GamePro named the Sega CD port the best game for the add-on at the 1994 Consumer Electronics Show. Their eventual review, however, was largely mixed, criticizing the slowdown, lack of scaling, frequent load times, and low-quality reproduction of the arcade version's sounds. They added that since Samurai Shodown was by then a three-year-old game, it made the faults of the Sega CD version stand out more. Electronic Gaming Monthly scored it 30 out of 40 and called it "the best conversion of the game that made the Neo Geo the system of choice for fighting games." They praised the accurate graphics, short load times, and ease of pulling off special moves. In 2018, Complex ranked the SNES version of Samurai Shodown 40th on their list of "The Best Super Nintendo Games of All Time", praising the graphics and controls and saying everything is "on point" in the game.
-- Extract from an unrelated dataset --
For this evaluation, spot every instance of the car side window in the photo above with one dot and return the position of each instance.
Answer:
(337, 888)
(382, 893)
In 1995, Flux magazine ranked Samurai Shodown 80th on their list of the "Top 100 Video Games". In 1996, Super Play ranked the SNES version 99th on its list of the "Top 100 SNES Games of All Time".

==Legacy==
Three anime adaptations based on the game have been made. Samurai Spirits: Haten Gouma no Shou in 1994, which is a full-length film; Samurai Spirits 2: Asura Zanmaden in 1999, with two episodes and Nakoruru ~Ano hito kara no okurimono~ in 2002, a one-episode OVA.